Well I took over Loam’s life, took his place in the human world and left him with my kind to be used for entertainment. Strangely enough…we didn’t have much conflict over it though. Honestly I think he kind of liked it. He’s really good at the whole slave thing. Tache, now Tache resented the fact that I looked like the one he wanted. He was annoyed that he couldn’t have Loam as freely as he knew he could have me. And I think I disgusted him, honestly. The blood, killing, utter disregard for the sanctity of…well…anything. Tache’s funny that way.
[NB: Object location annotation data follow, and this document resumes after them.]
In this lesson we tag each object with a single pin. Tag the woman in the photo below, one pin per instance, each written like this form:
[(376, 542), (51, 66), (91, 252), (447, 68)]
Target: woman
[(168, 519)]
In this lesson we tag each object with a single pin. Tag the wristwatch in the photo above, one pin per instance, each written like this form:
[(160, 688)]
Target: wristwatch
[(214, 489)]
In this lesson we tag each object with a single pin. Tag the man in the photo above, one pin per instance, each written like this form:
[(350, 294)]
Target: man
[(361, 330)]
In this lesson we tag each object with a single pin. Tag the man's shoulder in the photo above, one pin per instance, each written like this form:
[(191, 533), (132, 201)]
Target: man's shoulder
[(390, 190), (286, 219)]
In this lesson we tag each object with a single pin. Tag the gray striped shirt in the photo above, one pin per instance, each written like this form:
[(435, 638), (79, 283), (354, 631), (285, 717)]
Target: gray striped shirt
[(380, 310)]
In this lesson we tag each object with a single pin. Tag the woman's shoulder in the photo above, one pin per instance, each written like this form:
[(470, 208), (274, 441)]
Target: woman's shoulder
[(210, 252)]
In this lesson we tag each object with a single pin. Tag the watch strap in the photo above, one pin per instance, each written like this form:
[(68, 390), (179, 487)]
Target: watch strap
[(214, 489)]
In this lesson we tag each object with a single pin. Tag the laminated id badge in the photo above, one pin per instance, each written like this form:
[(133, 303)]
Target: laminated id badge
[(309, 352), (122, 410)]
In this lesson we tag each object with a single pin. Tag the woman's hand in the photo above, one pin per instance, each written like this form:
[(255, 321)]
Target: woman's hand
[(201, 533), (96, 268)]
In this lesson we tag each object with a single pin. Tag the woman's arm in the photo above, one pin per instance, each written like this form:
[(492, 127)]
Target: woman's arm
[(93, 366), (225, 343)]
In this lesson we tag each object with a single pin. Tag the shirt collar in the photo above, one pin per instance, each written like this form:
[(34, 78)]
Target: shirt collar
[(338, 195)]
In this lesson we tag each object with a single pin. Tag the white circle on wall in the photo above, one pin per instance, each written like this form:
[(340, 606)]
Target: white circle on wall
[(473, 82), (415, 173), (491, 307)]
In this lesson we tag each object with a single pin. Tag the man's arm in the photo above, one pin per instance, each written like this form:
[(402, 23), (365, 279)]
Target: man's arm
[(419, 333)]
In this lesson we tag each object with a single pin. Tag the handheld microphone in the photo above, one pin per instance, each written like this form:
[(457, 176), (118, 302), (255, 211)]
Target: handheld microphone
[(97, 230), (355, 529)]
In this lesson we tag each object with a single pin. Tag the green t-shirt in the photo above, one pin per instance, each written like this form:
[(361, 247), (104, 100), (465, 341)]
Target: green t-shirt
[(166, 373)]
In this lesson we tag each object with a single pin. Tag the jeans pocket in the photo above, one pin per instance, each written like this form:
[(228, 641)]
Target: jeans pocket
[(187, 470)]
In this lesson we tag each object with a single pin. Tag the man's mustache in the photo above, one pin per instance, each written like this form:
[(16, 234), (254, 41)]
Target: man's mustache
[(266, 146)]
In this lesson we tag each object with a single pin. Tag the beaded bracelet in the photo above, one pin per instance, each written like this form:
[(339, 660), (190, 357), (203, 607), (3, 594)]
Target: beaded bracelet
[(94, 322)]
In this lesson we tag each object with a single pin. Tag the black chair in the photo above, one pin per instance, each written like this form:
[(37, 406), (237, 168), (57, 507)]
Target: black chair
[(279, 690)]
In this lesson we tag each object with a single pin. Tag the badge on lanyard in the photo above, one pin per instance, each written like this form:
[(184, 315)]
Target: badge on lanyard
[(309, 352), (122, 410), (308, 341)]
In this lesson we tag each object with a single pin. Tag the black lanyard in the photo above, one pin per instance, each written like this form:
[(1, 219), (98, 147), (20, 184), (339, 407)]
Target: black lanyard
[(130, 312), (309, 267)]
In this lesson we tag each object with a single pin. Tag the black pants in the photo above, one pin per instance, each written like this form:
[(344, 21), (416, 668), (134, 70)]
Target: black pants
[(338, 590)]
Hmmm, I don’t know how to respond here. I’d probably tend to be a tad disgusted with you myself. No offense meant, of course.
What was your immediate reaction to Tache and Loam?
Tache’s easy. First time I saw him I wanted him, simple as that. If you saw Tache, you’d want him too. Gods would bow before his beauty, angles weep, all that good stuff. I’m pretty sure my cock stood up and begged.
Loam…he was just another slave. It wasn’t until much later that I realized how much more there was under the scars, chains, and subservience. Have I mentioned how good he is at the slave thing? Generally not my style, but…let’s just say he had hidden depths.
Love in the makings, I guess.
Were you annoyed that Loam was getting in the way of you obtaining a goal you wanted?
Horribly annoyed. I was ready to kill him to get him out of the way. Couldn’t see why Tache would want to pine after him while I was right there, willing and ready.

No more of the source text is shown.